I love Xbox Kinect. That may put me in the time-out corner of the hardcore club (which is still better than a lashing by Hori VLX), but it's the only motion controller I've actually taken seriously. That said, Dance Central is an amazing experienced that fed deeply upon my long dormant ability to consume and perform choreography (I have a lot of dancer friends, so sue me!). Harmonix proves that they understand rhythm gaming like no other by combining slick presentation with perfect controller implementation. The greatest compliment you can give to Dance Central is that it just works.
One of my favorite gaming experiences of the year was test driving the legendary McLaren F1 in Need for Speed: Hot Pursuit. True to Critereon's promise, their reinvention of the series captured the thrill of Need for Speed's past and improved upon it with their trademark presentation and an innovative Autolog feature that connects you with friends without having to pit one another against each other. "Multiplayer for adults with lives" is probably the best way to describe it. The game itself is the most fun I've had with a racer in years and it still continues to consume much of my free time.
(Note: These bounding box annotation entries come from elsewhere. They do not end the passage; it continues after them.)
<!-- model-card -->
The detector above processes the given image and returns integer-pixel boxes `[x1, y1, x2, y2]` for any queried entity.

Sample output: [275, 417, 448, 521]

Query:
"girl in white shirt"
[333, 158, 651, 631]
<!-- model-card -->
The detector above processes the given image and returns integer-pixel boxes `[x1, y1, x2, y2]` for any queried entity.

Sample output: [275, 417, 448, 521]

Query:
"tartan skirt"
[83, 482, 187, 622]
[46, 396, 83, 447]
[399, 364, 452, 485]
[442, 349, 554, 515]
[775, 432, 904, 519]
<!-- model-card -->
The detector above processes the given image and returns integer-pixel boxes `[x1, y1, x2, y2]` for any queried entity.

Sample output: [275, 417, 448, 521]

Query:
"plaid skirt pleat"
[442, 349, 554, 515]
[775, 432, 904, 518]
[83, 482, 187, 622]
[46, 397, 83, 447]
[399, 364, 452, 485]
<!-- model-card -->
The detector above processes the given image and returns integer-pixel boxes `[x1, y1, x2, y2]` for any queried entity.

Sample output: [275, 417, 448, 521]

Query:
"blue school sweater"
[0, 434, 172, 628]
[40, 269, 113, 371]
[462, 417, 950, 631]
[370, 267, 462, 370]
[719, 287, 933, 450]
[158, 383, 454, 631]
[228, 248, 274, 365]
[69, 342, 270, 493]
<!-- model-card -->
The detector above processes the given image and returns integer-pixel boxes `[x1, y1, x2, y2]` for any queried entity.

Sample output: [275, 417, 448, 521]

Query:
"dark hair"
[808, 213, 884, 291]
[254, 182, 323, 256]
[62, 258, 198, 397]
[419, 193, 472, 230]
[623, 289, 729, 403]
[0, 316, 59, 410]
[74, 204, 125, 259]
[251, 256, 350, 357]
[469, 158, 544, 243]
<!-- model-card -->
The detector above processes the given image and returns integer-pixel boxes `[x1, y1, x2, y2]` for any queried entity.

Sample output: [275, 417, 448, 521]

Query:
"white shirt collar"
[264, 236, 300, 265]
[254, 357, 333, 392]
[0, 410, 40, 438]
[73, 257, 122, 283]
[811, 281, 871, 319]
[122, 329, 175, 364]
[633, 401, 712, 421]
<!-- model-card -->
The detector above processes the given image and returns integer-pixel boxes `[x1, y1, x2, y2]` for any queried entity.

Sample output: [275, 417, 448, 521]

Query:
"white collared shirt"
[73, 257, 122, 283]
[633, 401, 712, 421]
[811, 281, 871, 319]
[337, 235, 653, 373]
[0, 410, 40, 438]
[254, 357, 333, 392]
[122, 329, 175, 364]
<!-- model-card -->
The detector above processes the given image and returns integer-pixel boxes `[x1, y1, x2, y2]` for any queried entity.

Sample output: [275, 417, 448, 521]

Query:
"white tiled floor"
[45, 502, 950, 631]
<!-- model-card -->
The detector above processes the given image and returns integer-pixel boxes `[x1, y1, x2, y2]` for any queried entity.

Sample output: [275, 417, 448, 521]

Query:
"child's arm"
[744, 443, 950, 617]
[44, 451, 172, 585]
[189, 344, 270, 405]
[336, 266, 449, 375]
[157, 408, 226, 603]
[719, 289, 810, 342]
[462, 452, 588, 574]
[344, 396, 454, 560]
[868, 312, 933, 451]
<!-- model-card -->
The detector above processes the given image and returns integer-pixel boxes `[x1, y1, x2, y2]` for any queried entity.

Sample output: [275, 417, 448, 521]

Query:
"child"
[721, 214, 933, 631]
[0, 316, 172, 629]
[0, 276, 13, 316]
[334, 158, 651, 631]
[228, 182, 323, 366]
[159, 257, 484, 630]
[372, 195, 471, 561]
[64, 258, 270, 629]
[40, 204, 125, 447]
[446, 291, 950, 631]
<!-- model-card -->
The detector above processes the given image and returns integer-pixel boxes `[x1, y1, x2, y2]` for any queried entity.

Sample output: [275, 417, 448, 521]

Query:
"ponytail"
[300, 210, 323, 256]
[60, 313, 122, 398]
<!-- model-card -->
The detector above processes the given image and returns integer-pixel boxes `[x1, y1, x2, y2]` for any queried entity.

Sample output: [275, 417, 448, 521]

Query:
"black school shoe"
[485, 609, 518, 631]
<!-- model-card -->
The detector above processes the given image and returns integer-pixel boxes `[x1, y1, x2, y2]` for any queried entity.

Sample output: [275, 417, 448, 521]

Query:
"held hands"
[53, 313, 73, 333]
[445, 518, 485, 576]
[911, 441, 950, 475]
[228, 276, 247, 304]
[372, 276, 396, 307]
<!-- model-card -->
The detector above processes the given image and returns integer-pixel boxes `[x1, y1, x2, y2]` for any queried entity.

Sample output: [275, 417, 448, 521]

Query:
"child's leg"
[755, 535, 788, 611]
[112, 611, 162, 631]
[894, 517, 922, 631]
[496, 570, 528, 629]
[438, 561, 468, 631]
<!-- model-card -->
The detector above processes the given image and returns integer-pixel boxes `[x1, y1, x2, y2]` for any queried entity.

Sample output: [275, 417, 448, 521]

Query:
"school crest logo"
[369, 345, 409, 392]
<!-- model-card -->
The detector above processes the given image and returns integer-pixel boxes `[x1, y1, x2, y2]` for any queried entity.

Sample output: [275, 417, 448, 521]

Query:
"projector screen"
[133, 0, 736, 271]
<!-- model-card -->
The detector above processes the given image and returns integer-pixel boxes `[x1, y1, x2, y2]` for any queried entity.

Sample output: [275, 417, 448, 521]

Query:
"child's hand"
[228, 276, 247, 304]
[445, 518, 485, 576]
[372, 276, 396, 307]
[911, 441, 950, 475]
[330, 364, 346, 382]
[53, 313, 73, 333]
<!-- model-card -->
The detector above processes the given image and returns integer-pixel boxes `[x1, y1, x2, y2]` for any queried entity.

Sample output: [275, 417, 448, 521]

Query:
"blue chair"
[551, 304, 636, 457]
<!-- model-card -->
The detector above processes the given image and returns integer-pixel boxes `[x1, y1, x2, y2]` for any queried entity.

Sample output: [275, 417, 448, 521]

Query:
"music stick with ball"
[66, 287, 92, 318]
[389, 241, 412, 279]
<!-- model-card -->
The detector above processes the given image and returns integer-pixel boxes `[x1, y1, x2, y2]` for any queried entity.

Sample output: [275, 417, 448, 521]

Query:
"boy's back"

Also known as "The other Obsidian RPG of 2010," Alpha Protocol was nailed to the cross by critics and unfairly at that. To be real for a moment it has no more bugs or gameplay issues than Fallout: New Vegas, or even the original Fallout 3, but for some reason critics felt that was enough to completely trash it. Nevermind that it nails the act of playing as a spy like no other game before it, features a conversation system Bioware is essentially lifting for Dragon Age 2 and a player feedback to response loop the likes of which has not been seen since the original Deus Ex. Yeah, screw all that, the aiming sort of sucks lolololol 2.0/10.
It hurts me that Limbo will forever be tied to the neck of Braid as an artsy platformer because unlike Jonathon Blow's overblown middle school love letter, Limbo is actually a fun game to play and skips the story completely. It may not lend itself to repeat plays, but the incredible sense of isolation and need for survival is perfectly complimented by smart puzzles and solid mechanics. Limbo, along with Dance Central (who ever thought you'd hear those two in the same sentence?) are my can't miss gaming "experiences" of the year.